Thinking about client side parallelism: split read and write side? - Re: [PATCH] Add PRIV_TOPREQ for per "top request" / req->top state

Wed Mar 11 12:30:42 CET 2015

On 11/03/15 09:02, Poul-Henning Kamp wrote:
> so I think it is a worthwhile exercise to think about it.

And in fact I did ponder this over night and now I think that a mutex on
vrt_privs was a stupid suggestion. In light of H2 and parallel ESI, there is a
fundamental design decision to make: Do we need multiple threads working on any
single http session (file descriptor)?

My current answer would be: yes and no, so here's a brain dump.

* For anything involving VCL and vmods, I think multiple threads would be a bad
  idea. They'd lead to the nightmare of a couple of synchronization issues on
  shared datastructures, as for PRIV_TOPREQ and ESI.

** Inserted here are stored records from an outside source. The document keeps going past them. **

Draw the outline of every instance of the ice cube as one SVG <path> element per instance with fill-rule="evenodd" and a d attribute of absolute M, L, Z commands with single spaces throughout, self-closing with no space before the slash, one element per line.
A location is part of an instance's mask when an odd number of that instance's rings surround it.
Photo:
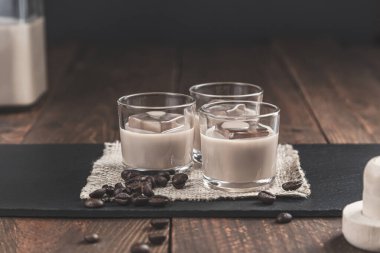
<path fill-rule="evenodd" d="M 182 127 L 184 121 L 184 116 L 181 114 L 151 111 L 129 116 L 128 126 L 154 133 L 162 133 Z"/>
<path fill-rule="evenodd" d="M 226 111 L 227 116 L 242 116 L 245 114 L 246 107 L 245 104 L 237 104 L 231 109 Z"/>
<path fill-rule="evenodd" d="M 264 127 L 252 127 L 244 121 L 226 121 L 218 125 L 216 131 L 227 139 L 245 139 L 264 137 L 269 135 L 269 130 Z"/>

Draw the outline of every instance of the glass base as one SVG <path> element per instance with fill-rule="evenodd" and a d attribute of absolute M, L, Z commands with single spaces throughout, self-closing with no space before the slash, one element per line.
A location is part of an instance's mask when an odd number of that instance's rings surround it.
<path fill-rule="evenodd" d="M 196 163 L 202 163 L 202 153 L 200 150 L 193 149 L 193 161 Z"/>
<path fill-rule="evenodd" d="M 254 192 L 263 191 L 269 188 L 274 177 L 261 179 L 248 183 L 230 183 L 203 176 L 203 184 L 210 189 L 227 192 Z"/>
<path fill-rule="evenodd" d="M 131 167 L 127 164 L 125 164 L 123 162 L 124 166 L 125 166 L 125 169 L 128 169 L 128 170 L 137 170 L 137 171 L 140 171 L 140 172 L 146 172 L 147 174 L 149 173 L 157 173 L 157 172 L 161 172 L 161 171 L 175 171 L 176 173 L 188 173 L 191 168 L 193 167 L 193 162 L 190 162 L 186 165 L 183 165 L 183 166 L 177 166 L 177 167 L 172 167 L 172 168 L 165 168 L 165 169 L 145 169 L 145 168 L 136 168 L 136 167 Z"/>

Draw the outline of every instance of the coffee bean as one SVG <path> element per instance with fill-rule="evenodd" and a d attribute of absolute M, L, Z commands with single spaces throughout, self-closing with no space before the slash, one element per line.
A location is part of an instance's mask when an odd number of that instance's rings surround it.
<path fill-rule="evenodd" d="M 104 202 L 101 199 L 86 199 L 84 206 L 88 208 L 99 208 L 104 206 Z"/>
<path fill-rule="evenodd" d="M 158 175 L 166 178 L 166 180 L 168 180 L 168 181 L 170 180 L 170 174 L 169 174 L 169 172 L 162 171 L 162 172 L 159 172 Z"/>
<path fill-rule="evenodd" d="M 169 198 L 162 195 L 155 195 L 149 199 L 149 205 L 155 207 L 163 207 L 169 203 Z"/>
<path fill-rule="evenodd" d="M 120 192 L 119 194 L 115 195 L 115 199 L 129 199 L 131 196 L 129 196 L 125 192 Z"/>
<path fill-rule="evenodd" d="M 150 233 L 148 239 L 151 244 L 161 245 L 166 240 L 166 235 L 161 233 Z"/>
<path fill-rule="evenodd" d="M 154 195 L 154 192 L 152 191 L 152 185 L 149 183 L 145 183 L 142 186 L 142 193 L 147 197 L 152 197 Z"/>
<path fill-rule="evenodd" d="M 108 186 L 109 186 L 108 184 L 104 184 L 104 185 L 102 186 L 102 188 L 107 189 Z"/>
<path fill-rule="evenodd" d="M 100 241 L 100 237 L 97 234 L 89 234 L 84 236 L 84 240 L 88 243 L 97 243 Z"/>
<path fill-rule="evenodd" d="M 301 185 L 302 185 L 301 180 L 289 181 L 289 182 L 282 184 L 282 189 L 284 189 L 285 191 L 294 191 L 294 190 L 297 190 L 298 188 L 300 188 Z"/>
<path fill-rule="evenodd" d="M 168 170 L 167 171 L 170 175 L 174 175 L 175 174 L 175 170 Z"/>
<path fill-rule="evenodd" d="M 124 191 L 125 191 L 125 189 L 126 189 L 126 188 L 124 188 L 124 187 L 123 187 L 123 188 L 117 188 L 117 189 L 114 191 L 114 193 L 113 193 L 113 194 L 116 196 L 116 195 L 118 195 L 119 193 L 122 193 L 122 192 L 124 192 Z"/>
<path fill-rule="evenodd" d="M 163 229 L 169 224 L 169 219 L 151 219 L 150 225 L 155 229 Z"/>
<path fill-rule="evenodd" d="M 131 195 L 131 194 L 132 194 L 132 189 L 129 188 L 129 187 L 125 187 L 125 188 L 123 189 L 123 192 L 125 192 L 125 193 Z"/>
<path fill-rule="evenodd" d="M 133 204 L 135 206 L 146 206 L 149 203 L 149 198 L 145 196 L 138 196 L 133 199 Z"/>
<path fill-rule="evenodd" d="M 110 197 L 110 196 L 104 196 L 103 198 L 101 198 L 101 200 L 104 202 L 104 203 L 109 203 L 109 202 L 112 202 L 114 200 L 113 197 Z"/>
<path fill-rule="evenodd" d="M 172 184 L 176 189 L 182 189 L 189 177 L 184 173 L 175 174 L 172 178 Z"/>
<path fill-rule="evenodd" d="M 154 181 L 154 178 L 152 176 L 148 176 L 145 180 L 146 183 L 149 183 L 152 187 L 152 189 L 156 188 L 156 182 Z"/>
<path fill-rule="evenodd" d="M 139 192 L 141 193 L 141 183 L 138 181 L 135 181 L 131 184 L 128 184 L 128 188 L 131 189 L 132 192 Z"/>
<path fill-rule="evenodd" d="M 156 182 L 157 187 L 165 187 L 168 184 L 168 180 L 160 175 L 154 176 L 154 181 Z"/>
<path fill-rule="evenodd" d="M 264 204 L 271 205 L 276 200 L 276 195 L 267 191 L 261 191 L 259 192 L 258 198 Z"/>
<path fill-rule="evenodd" d="M 292 219 L 293 216 L 290 213 L 280 213 L 279 215 L 277 215 L 276 222 L 284 224 L 291 222 Z"/>
<path fill-rule="evenodd" d="M 106 189 L 106 194 L 107 194 L 109 197 L 113 196 L 114 193 L 115 193 L 115 188 L 114 188 L 113 186 L 107 186 L 107 187 L 104 188 L 104 189 Z"/>
<path fill-rule="evenodd" d="M 150 253 L 150 247 L 145 243 L 137 243 L 132 246 L 131 253 Z"/>
<path fill-rule="evenodd" d="M 102 188 L 91 192 L 89 196 L 90 198 L 100 199 L 104 196 L 104 194 L 106 194 L 106 189 Z"/>
<path fill-rule="evenodd" d="M 136 177 L 138 175 L 140 175 L 140 172 L 135 171 L 135 170 L 123 170 L 121 172 L 121 178 L 124 180 L 128 180 L 128 179 Z"/>
<path fill-rule="evenodd" d="M 131 194 L 131 197 L 132 197 L 133 199 L 135 199 L 135 198 L 137 198 L 137 197 L 140 197 L 140 196 L 141 196 L 141 192 L 134 192 L 134 193 Z"/>
<path fill-rule="evenodd" d="M 122 183 L 115 184 L 115 189 L 124 188 L 124 185 Z"/>
<path fill-rule="evenodd" d="M 131 198 L 129 198 L 129 199 L 115 199 L 115 202 L 120 206 L 127 206 L 129 203 L 131 203 Z"/>

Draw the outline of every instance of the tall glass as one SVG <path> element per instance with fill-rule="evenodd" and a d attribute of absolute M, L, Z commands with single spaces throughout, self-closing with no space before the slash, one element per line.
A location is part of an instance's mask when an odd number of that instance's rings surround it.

* But we do want to have parallelism for reads and writes on the client file
  descriptor for H2. We don't want to delay read processing just because there
  is data to be written.

For H2, phk mentioned the idea of individual threads for anything from reading a
request to delivering the response and have a lightweight thread watching the
connection inbetween requests, handling any H2 stuff except for requests.

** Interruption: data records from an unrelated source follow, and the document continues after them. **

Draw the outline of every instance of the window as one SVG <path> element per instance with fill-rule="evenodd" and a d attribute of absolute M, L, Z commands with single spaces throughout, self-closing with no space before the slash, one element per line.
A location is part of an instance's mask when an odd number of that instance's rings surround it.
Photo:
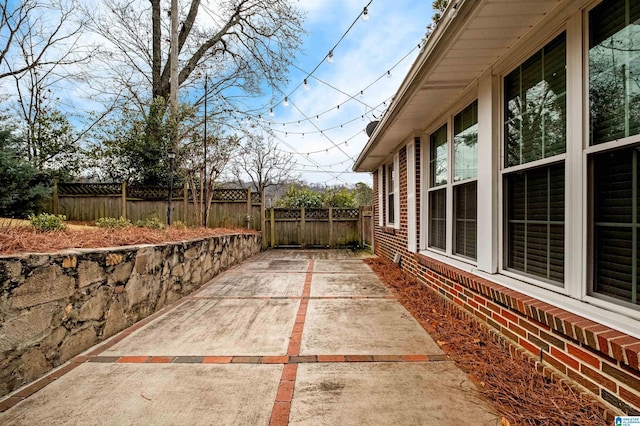
<path fill-rule="evenodd" d="M 429 138 L 429 247 L 447 249 L 447 125 L 440 127 Z"/>
<path fill-rule="evenodd" d="M 386 183 L 387 183 L 387 225 L 399 226 L 399 210 L 400 210 L 400 183 L 398 182 L 398 168 L 400 163 L 400 155 L 393 156 L 393 161 L 386 166 Z"/>
<path fill-rule="evenodd" d="M 566 42 L 561 34 L 504 78 L 504 266 L 564 282 Z"/>
<path fill-rule="evenodd" d="M 478 201 L 478 101 L 453 118 L 453 252 L 476 259 Z"/>
<path fill-rule="evenodd" d="M 395 223 L 396 213 L 395 213 L 395 170 L 393 168 L 393 163 L 387 165 L 387 223 Z"/>
<path fill-rule="evenodd" d="M 640 3 L 589 13 L 591 293 L 635 306 L 640 260 Z M 601 144 L 612 142 L 602 147 Z"/>
<path fill-rule="evenodd" d="M 384 175 L 382 166 L 378 168 L 378 226 L 384 226 Z"/>

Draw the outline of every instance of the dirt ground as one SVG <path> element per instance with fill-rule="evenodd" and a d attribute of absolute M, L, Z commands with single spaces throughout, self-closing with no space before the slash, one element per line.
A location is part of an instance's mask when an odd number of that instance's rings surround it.
<path fill-rule="evenodd" d="M 385 259 L 365 260 L 501 413 L 504 425 L 607 425 L 605 408 L 513 357 L 487 327 Z"/>
<path fill-rule="evenodd" d="M 167 228 L 127 227 L 104 229 L 83 223 L 67 223 L 64 231 L 39 232 L 27 220 L 0 218 L 0 255 L 16 253 L 51 253 L 72 248 L 117 247 L 135 244 L 159 244 L 192 240 L 224 234 L 254 233 L 235 228 Z"/>

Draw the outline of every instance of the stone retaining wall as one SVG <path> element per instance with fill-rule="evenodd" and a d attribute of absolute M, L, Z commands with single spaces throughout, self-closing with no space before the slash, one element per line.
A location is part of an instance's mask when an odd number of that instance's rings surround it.
<path fill-rule="evenodd" d="M 0 396 L 260 251 L 257 234 L 0 257 Z"/>

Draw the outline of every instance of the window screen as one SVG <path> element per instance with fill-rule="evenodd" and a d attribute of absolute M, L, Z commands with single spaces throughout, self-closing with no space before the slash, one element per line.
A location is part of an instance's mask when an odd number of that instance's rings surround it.
<path fill-rule="evenodd" d="M 469 182 L 453 188 L 455 211 L 454 252 L 470 259 L 476 259 L 478 183 Z"/>
<path fill-rule="evenodd" d="M 589 13 L 591 144 L 640 133 L 640 2 L 603 1 Z"/>
<path fill-rule="evenodd" d="M 505 77 L 505 167 L 565 152 L 565 52 L 563 33 Z"/>
<path fill-rule="evenodd" d="M 564 164 L 505 177 L 508 269 L 564 280 Z"/>
<path fill-rule="evenodd" d="M 594 291 L 640 305 L 638 149 L 594 155 L 592 170 Z"/>

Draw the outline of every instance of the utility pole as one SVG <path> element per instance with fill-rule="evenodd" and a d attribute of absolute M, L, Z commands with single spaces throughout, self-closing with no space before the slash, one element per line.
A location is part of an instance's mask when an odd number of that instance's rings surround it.
<path fill-rule="evenodd" d="M 170 93 L 171 102 L 171 139 L 167 156 L 175 156 L 178 148 L 178 0 L 171 0 L 171 48 L 169 52 Z M 174 157 L 175 158 L 175 157 Z M 173 158 L 169 159 L 169 198 L 167 202 L 167 226 L 171 226 L 171 192 L 173 191 Z"/>
<path fill-rule="evenodd" d="M 207 207 L 209 207 L 209 198 L 207 194 L 207 98 L 209 97 L 207 83 L 209 81 L 209 74 L 204 75 L 204 186 L 203 186 L 203 203 L 204 211 L 202 212 L 202 226 L 207 227 Z"/>

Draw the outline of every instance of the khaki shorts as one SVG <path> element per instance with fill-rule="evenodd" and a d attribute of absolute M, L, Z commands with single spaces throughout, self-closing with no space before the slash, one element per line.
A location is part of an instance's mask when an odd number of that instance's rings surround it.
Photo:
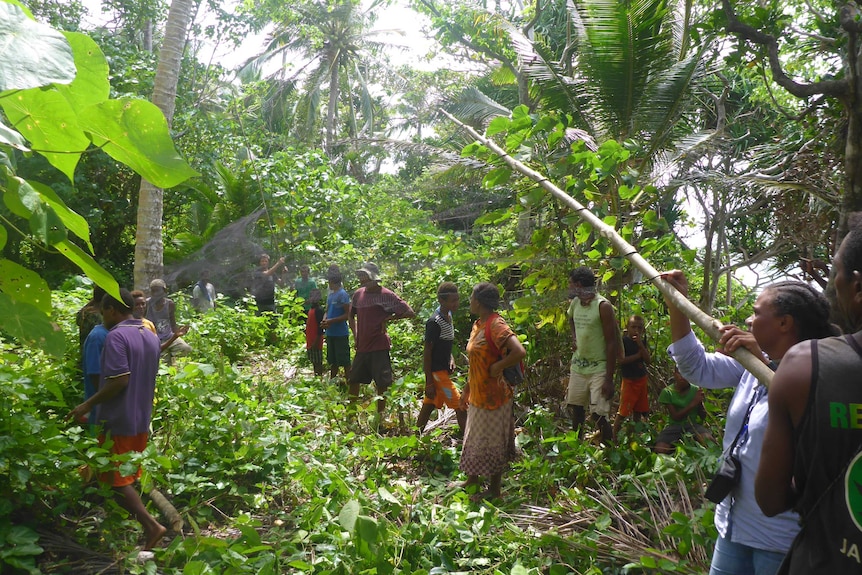
<path fill-rule="evenodd" d="M 610 417 L 611 402 L 602 395 L 604 383 L 604 373 L 580 374 L 573 371 L 569 376 L 566 404 L 589 407 L 590 413 Z"/>

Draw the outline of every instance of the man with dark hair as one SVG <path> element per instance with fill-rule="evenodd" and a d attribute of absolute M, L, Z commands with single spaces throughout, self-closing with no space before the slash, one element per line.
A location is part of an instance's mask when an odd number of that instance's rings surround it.
<path fill-rule="evenodd" d="M 611 441 L 609 421 L 617 365 L 617 324 L 611 303 L 596 293 L 593 270 L 582 266 L 569 274 L 569 327 L 572 330 L 572 365 L 566 404 L 572 428 L 583 435 L 586 409 L 602 434 Z"/>
<path fill-rule="evenodd" d="M 82 351 L 84 349 L 84 342 L 90 334 L 90 330 L 102 323 L 102 312 L 100 311 L 100 307 L 102 305 L 102 296 L 104 295 L 105 290 L 102 287 L 93 284 L 93 297 L 90 298 L 90 301 L 84 304 L 84 307 L 78 310 L 77 314 L 75 314 L 75 323 L 78 325 L 78 345 L 81 347 Z"/>
<path fill-rule="evenodd" d="M 128 290 L 121 289 L 120 296 L 122 300 L 110 295 L 102 299 L 102 317 L 109 331 L 102 353 L 99 389 L 68 416 L 77 420 L 95 410 L 92 421 L 101 427 L 99 441 L 110 438 L 110 449 L 116 454 L 146 448 L 159 369 L 159 338 L 132 315 L 134 300 Z M 150 515 L 133 487 L 140 475 L 140 468 L 128 476 L 118 468 L 99 479 L 111 484 L 117 502 L 143 526 L 147 550 L 167 530 Z"/>
<path fill-rule="evenodd" d="M 201 276 L 192 288 L 192 307 L 201 313 L 214 310 L 216 307 L 215 286 L 210 283 L 210 271 L 201 270 Z"/>
<path fill-rule="evenodd" d="M 100 311 L 99 318 L 101 317 L 102 313 Z M 99 389 L 99 374 L 102 372 L 102 350 L 105 348 L 105 339 L 107 337 L 108 328 L 105 327 L 105 324 L 99 323 L 90 330 L 90 333 L 84 340 L 84 347 L 81 351 L 81 366 L 84 369 L 85 401 L 93 397 L 96 390 Z M 90 414 L 89 420 L 92 422 L 92 414 Z"/>
<path fill-rule="evenodd" d="M 350 307 L 350 329 L 356 340 L 356 356 L 350 367 L 350 396 L 359 396 L 359 385 L 371 383 L 382 396 L 392 385 L 392 341 L 386 324 L 397 319 L 416 317 L 416 312 L 394 292 L 380 285 L 380 270 L 371 262 L 356 270 L 359 289 L 353 293 Z M 386 399 L 377 400 L 377 413 L 386 409 Z"/>
<path fill-rule="evenodd" d="M 334 264 L 333 264 L 334 265 Z M 341 272 L 336 266 L 329 268 L 329 295 L 326 297 L 326 317 L 320 327 L 326 333 L 326 360 L 329 363 L 329 377 L 335 379 L 338 368 L 344 368 L 344 385 L 350 377 L 350 328 L 347 318 L 350 314 L 350 296 L 341 284 Z"/>
<path fill-rule="evenodd" d="M 437 302 L 440 305 L 425 322 L 425 351 L 422 359 L 425 398 L 416 419 L 419 433 L 422 433 L 428 424 L 431 412 L 444 405 L 455 410 L 458 427 L 461 428 L 461 433 L 464 432 L 467 411 L 461 409 L 461 394 L 449 377 L 455 369 L 455 359 L 452 357 L 452 345 L 455 341 L 452 313 L 458 309 L 459 300 L 458 286 L 452 282 L 441 283 L 437 288 Z"/>
<path fill-rule="evenodd" d="M 257 305 L 258 315 L 275 313 L 275 284 L 281 284 L 281 277 L 276 275 L 278 268 L 284 265 L 284 257 L 278 258 L 275 265 L 269 266 L 269 254 L 260 254 L 258 267 L 252 274 L 251 292 Z"/>
<path fill-rule="evenodd" d="M 831 282 L 844 323 L 862 328 L 862 228 L 841 242 Z M 795 509 L 802 530 L 779 573 L 862 573 L 862 331 L 799 343 L 769 386 L 755 480 L 763 513 Z"/>
<path fill-rule="evenodd" d="M 174 361 L 174 356 L 189 353 L 192 346 L 182 338 L 189 331 L 189 326 L 177 325 L 177 306 L 167 297 L 168 289 L 165 281 L 154 279 L 150 282 L 150 299 L 147 300 L 145 317 L 156 326 L 156 335 L 162 342 L 162 357 L 168 365 Z"/>
<path fill-rule="evenodd" d="M 296 295 L 302 298 L 302 309 L 308 314 L 311 309 L 311 290 L 317 289 L 317 281 L 310 278 L 310 268 L 306 264 L 299 266 L 299 277 L 293 282 Z"/>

Over the apple-crumble, I had mentioned the idea of using a single thread for
the client-side handling many requests.

They major point with this idea is that a single thread looking after the client
file descriptor could block on writes, and for H2 we want to look after events
on the read side ASAP.

Nonblocking IO is another nightmare, but offloading _writes_ to a single
per-session thread would be an option.

I'd see the read thread maintaining a work-list for the write thread, like
- stream 0x1 send headers of obj 0x1
- stream 0x1 start data of obj 0x1 bytes x-y window w
- stream 0x0 send h2 control stuff
- stream 0x1 update window +w bytes

As the read thread maintains the work list, it could push urgent replies (like
H2 SETTINGS or PING ACK) in front of the list or even reorder it. The read
thread would need to be notified of completion of some work requests to free
resources owned by it.

The read thread would be designed to avoid blocking on IO other than reads from
the client, but it would do all other processing for many request objects in a
serial manner. The reasoning behind this is that anything from cache lookups to
VCL calls should, within the orders of magnitude of time relevant for request
processing, be fast enough to be done in a single thread.

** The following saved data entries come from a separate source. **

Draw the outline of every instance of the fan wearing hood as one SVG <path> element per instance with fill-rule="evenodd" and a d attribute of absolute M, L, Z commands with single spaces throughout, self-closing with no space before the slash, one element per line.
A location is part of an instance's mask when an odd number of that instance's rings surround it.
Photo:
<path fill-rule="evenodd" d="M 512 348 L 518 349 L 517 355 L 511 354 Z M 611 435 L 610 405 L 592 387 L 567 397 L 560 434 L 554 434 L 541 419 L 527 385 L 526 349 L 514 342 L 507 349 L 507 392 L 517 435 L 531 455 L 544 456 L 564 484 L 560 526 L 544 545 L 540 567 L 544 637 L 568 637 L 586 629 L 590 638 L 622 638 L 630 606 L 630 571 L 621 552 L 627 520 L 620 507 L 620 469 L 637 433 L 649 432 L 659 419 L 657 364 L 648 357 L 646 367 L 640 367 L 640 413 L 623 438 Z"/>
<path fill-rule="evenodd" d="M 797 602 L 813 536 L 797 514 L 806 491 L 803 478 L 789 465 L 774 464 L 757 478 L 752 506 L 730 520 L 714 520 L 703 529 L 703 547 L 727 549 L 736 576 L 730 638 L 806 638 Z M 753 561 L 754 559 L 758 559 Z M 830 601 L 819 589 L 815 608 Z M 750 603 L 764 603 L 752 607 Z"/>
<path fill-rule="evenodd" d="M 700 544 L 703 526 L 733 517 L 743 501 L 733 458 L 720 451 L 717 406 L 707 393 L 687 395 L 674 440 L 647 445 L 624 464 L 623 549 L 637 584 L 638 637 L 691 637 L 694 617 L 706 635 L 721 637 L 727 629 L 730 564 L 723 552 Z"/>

The read thread would maintain the state for many request objects and react to
events from the client or backend threads.

To ensure that the read thread never blocks for any relevant time frame, VMOD
authors would be advised to do any blocking operations only on the backend side.
For core code, I see the following changes be required:

- not wait for fetch threads at all, just note the state we wait for and
  re-check
- replace the waitinglist logic with VBO logic

at the top of the read thread, we'd need the semantics of "wait for any read
event OR VBO event to happen".

* If we don't have a VBO event to wait for, we can (after a timeout) hand off
  to a waiter as we do now (freeing the thread, but keeping the session state
  and all other linked objects), but this will, for H2, be a less common case.

* For the case that we do wait for a VBO event, I'd see an extension of
  the existing waiter interface: have the backend thread signal an event on
  some interface that can be waited for together with the client fd (pipe /
  kqueue event / PORT_SOURCE_USER  etc)

Whenever there is work to be done the read thread would
- call into the delivery process for VBO events (including vcl_deliver) and
  finally hand off work requests to the write thread
- do the usual request processing for anything up to a miss/pass, which
  is then handled async as described above

Regarding data structures, I'd see the following:

* move most of the sess FSM into req

* session
  - simple FSM for connection handling
  - protocol-specific setup including calls into VCL
    - H2 setup / param negotiation
    - PROXY setup
  - array of reqs to be handled

So a single thread would operate on a set of struct reqs. Each req would have
its state and the thread would always follow the existing code path until a miss
or pass.

ESI processing: we look at on object in the deliver process, either because we
had a cache hit or a VBO event. We parse the body, create struct reqs and
process each as we would for any other incoming req, but create an ordered list
of sub-requests so we know the linkage. As long as we don't hit miss or pass, we
issue requests to the write thread. For miss or pass, we kick off the backend
thread and continue parsing what we have. Yes, this is complex.

How to get ahead:

== http/1.1 pipelining as a PoC ==

To check the validity of the concept, we could start with implementing
pipelining. Seen from the perspective of this concept, pipelining is mainly
lightweight H2 without interleaved writes. But handling a set of req objects and
the event handling could already be implemented.

== parallel ESI ==

once we can look after several req objects asynchronously, parallel ESI should
be possible. I honestly thing this will be the hardest part, even harder than
the rest of H2.

== H2 ==

once we have parallel ESI, we should have anything in place to do fully parallel
h2 processing with just two client threads - so we'd only have one additional
thread to what we have now (one client thread + backend threads when required).

Nils